The trees have lost their color and the mountains on the drive to and from work are mostly brown. In the mornings, there’s a still and quiet beauty to them – their soft rolling tops yawn in the shadows and light of the rising sun. But tonight, as I drove home, the sky felt serious and the winds whipped clouds low through the valley and over the peaks. Light snow was blowing and a few gusts pushed strong enough against the car to make it swerve. The world seemed hard and cold and I had an urge to read poems about winter – poems about drives late in the night, lonesome roads under tall pines and snow soft and muted on the ground. Poems about cabins, the crackle of fireplaces, and the small solitary glow in the long winter dark.

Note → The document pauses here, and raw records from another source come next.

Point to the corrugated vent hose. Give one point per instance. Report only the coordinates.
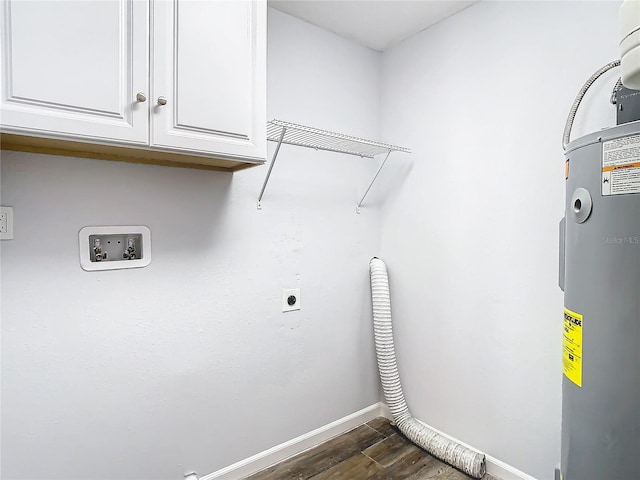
(470, 462)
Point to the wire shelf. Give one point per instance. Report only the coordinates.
(310, 137)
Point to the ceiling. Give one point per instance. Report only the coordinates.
(374, 24)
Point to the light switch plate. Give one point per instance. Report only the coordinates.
(107, 248)
(6, 223)
(290, 299)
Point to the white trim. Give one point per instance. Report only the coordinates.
(495, 467)
(297, 445)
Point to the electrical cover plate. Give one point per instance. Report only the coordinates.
(6, 223)
(114, 247)
(290, 299)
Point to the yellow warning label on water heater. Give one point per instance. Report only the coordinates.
(572, 346)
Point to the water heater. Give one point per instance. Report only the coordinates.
(600, 276)
(601, 347)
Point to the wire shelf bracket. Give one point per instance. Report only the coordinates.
(309, 137)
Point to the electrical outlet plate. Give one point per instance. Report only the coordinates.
(6, 223)
(113, 243)
(289, 304)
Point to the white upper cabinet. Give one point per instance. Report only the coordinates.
(177, 80)
(73, 68)
(209, 73)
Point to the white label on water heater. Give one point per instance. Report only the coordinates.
(621, 166)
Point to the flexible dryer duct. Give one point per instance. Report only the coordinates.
(470, 462)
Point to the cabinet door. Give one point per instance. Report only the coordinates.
(72, 69)
(209, 71)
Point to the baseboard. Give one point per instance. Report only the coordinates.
(298, 445)
(495, 467)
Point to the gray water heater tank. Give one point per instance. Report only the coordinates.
(600, 276)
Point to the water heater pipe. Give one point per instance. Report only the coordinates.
(566, 138)
(470, 462)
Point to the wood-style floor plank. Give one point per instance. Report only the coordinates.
(321, 458)
(373, 451)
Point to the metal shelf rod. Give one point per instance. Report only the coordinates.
(273, 162)
(372, 182)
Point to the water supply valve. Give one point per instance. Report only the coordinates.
(98, 253)
(130, 252)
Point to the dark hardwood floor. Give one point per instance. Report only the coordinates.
(373, 451)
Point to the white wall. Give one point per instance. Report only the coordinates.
(189, 363)
(470, 230)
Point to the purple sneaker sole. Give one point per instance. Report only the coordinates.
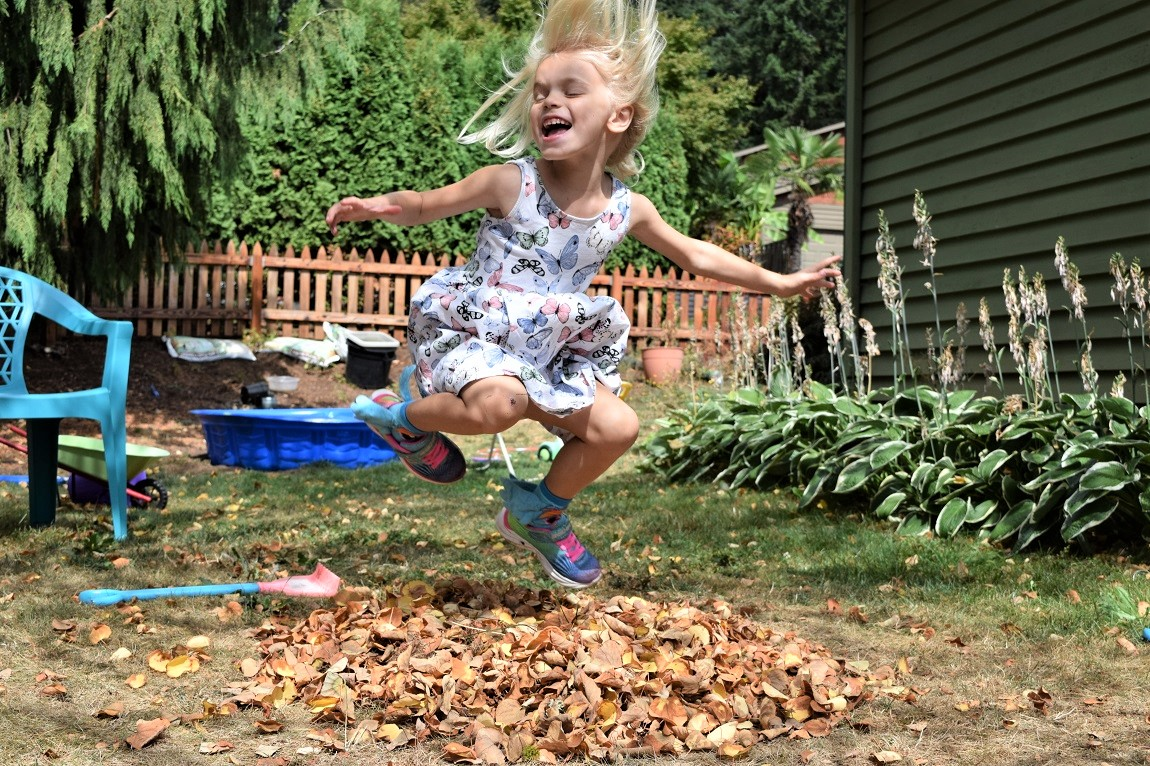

I thought for sure I’d find such a poem in a book titled Landscape at the End of the Century. It’s one of several books I have by poet Stephen Dunn. I opened up to a random poem hoping to glimpse, in writing, the pine barrens of New Jersey – where Dunn lived for part of his life. I came upon a poem about Communication. It seemed like an odd coincidence – I had just written about the topic. Dunn pulls back the veil. A snippet:
Safe to say that most men who want
to communicate,
who would use that word, are shameless
and their souls long ago have drifted
out of their bodies
to faraway, unpolluted air.
Such men no doubt have learned women
are starved
for communication, that it’s the new way
to get new women, and admission of weakness
works best of all.
Hmmm… I wasn’t quite sure what to make of that, it wasn’t the wintry landscape I had been looking for. I thumbed through a few more poems and got a little lost. The heater kicked on and the wind did what wind does against the window panes. I was looking for a way to describe it all – winter descending, mid-November night.